‘Ndrangheta, scatta l’operazione “Libeccio”: coinvolto anche il carcere di Cassino. 19 arresti

Operazione tra Calabria e diverse strutture penitenziarie italiane. Nel mirino le cosche Arena, Manfredi e Nicoscia di Isola Capo Rizzuto

C’è anche il carcere di Cassino tra le strutture penitenziarie interessate dall’operazione antimafia “Libeccio”, scattata nelle prime ore della mattinata su disposizione della Direzione Distrettuale Antimafia di Catanzaro. Il blitz ha portato all’esecuzione di 19 misure cautelari, di cui 18 in carcere e una agli arresti domiciliari, nei confronti di altrettanti indagati.

L’attività è stata condotta dai Carabinieri del Nucleo Investigativo del Reparto Operativo del Comando Provinciale di Crotone, con il supporto del Reparto Anticrimine di Catanzaro del Raggruppamento Operativo Speciale, della Sezione Operativa del Nucleo Operativo e Radiomobile della Compagnia di Crotone e dei Comandi Provinciali di Cosenza e Catanzaro. Impiegati anche il Nucleo Cinofili, l’8° Nucleo Elicotteri e lo Squadrone Eliportato “Cacciatori” di Vibo Valentia.

Le misure sono state eseguite tra Crotone e Isola di Capo Rizzuto, ma anche all’interno delle case circondariali di Tolmezzo, Spoleto, Cassino, Napoli Secondigliano e Catanzaro Siano, dove alcuni degli indagati risultavano già detenuti per altre cause. Contestualmente sono stati notificati 19 decreti di perquisizione e le relative informative di garanzia.

Le accuse e l’inchiesta

Le accuse, a vario titolo, vanno dall’associazione di tipo mafioso all’estorsione, dalla rapina impropria all’accesso indebito a dispositivi di comunicazione da parte di detenuti, fino ai reati in materia di sostanze stupefacenti anche in forma associativa, aggravati dal metodo e dalle finalità mafiose.

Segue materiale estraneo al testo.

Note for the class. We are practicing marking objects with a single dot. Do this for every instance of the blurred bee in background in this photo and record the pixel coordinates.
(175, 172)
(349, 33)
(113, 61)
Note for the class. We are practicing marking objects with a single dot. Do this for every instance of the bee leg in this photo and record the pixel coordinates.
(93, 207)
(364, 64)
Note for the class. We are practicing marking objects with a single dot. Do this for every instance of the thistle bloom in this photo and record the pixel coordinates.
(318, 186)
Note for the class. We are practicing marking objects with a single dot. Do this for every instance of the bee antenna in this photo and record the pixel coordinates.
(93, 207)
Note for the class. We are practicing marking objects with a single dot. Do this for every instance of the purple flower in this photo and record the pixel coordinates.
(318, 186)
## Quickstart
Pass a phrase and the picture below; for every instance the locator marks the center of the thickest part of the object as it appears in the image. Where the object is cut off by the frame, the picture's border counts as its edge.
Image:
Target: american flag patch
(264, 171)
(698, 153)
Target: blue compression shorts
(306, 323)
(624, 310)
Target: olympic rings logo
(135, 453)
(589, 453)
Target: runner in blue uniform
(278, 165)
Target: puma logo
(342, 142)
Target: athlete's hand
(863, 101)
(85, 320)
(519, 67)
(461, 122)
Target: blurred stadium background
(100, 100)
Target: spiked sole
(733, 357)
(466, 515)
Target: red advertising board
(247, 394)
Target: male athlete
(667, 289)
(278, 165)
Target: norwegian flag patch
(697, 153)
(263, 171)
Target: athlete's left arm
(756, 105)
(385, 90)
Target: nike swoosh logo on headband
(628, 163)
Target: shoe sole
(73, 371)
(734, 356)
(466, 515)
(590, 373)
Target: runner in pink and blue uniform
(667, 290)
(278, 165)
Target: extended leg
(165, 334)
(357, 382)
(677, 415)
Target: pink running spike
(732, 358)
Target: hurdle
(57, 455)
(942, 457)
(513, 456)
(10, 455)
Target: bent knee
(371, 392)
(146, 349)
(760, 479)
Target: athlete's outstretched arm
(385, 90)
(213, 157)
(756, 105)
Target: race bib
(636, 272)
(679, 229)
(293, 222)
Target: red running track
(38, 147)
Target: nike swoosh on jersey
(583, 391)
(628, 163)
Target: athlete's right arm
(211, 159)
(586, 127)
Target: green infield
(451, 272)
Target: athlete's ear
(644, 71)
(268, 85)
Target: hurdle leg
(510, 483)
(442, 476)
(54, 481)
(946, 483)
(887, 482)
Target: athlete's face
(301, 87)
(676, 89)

L’inchiesta, sviluppata tra gennaio 2024 e luglio 2025 attraverso attività di osservazione, pedinamenti, intercettazioni telefoniche e ambientali e l’utilizzo di captatori informatici, si è avvalsa anche delle dichiarazioni di undici collaboratori di giustizia. Gli esiti investigativi si inseriscono nel solco delle precedenti operazioni “Blizzard – Folgore” e “Black Flower”, già eseguite nei confronti di appartenenti alle cosche della ’Ndrangheta di Isola di Capo Rizzuto.

Secondo gli inquirenti, l’indagine avrebbe fatto luce sulle dinamiche interne della consorteria conosciuta come Locale di Isola di Capo Rizzuto, in particolare delle cosche Arena, Manfredi e Nicoscia, evidenziandone la capacità di riorganizzarsi e mantenere operatività nonostante i colpi subiti nel 2025 e all’inizio dell’anno in corso.

Sarebbero stati documentati gli attuali assetti organizzativi, composti da elementi ritenuti “veterani” e da nuove leve, che avrebbero potuto contare anche sul supporto di familiari e conviventi di soggetti già detenuti, coinvolti in precedenti operazioni.

Le estorsioni e la “bacinella” comune

Tra gli episodi contestati figurano cinque estorsioni aggravate dal metodo mafioso ai danni di un noto circo itinerante presente a Isola di Capo Rizzuto nel giugno 2024, di un panificio, di un supermercato affiliato a una nota catena internazionale, di un’impresa edile locale e di un’azienda della provincia di Messina che forniva mezzi a noleggio a una società attiva nel territorio isolitano nel settore degli impianti elettrici. In quest’ultimo caso, sarebbero stati danneggiati diversi veicoli per un danno stimato in circa 500mila euro.

Le indagini avrebbero inoltre accertato l’esistenza di una “bacinella”, una cassa comune destinata a sostenere economicamente le famiglie dei detenuti e a coprire le spese legali, alimentata dal traffico di hashish ed eroina.

L’approvvigionamento, secondo quanto ricostruito, sarebbe avvenuto tramite canali napoletani, reggini e albanesi, con ramificazioni fino alla periferia milanese. In questo contesto si inserisce anche il sequestro di oltre un chilo di eroina effettuato l’8 ottobre 2024 dai Carabinieri della Compagnia di Scandicci, su richiesta degli investigatori.

Il procedimento penale si trova nella fase delle indagini preliminari. Come previsto dalla legge, i provvedimenti adottati non implicano alcuna responsabilità definitiva per gli indagati, che devono considerarsi non colpevoli fino a eventuale sentenza irrevocabile di condanna.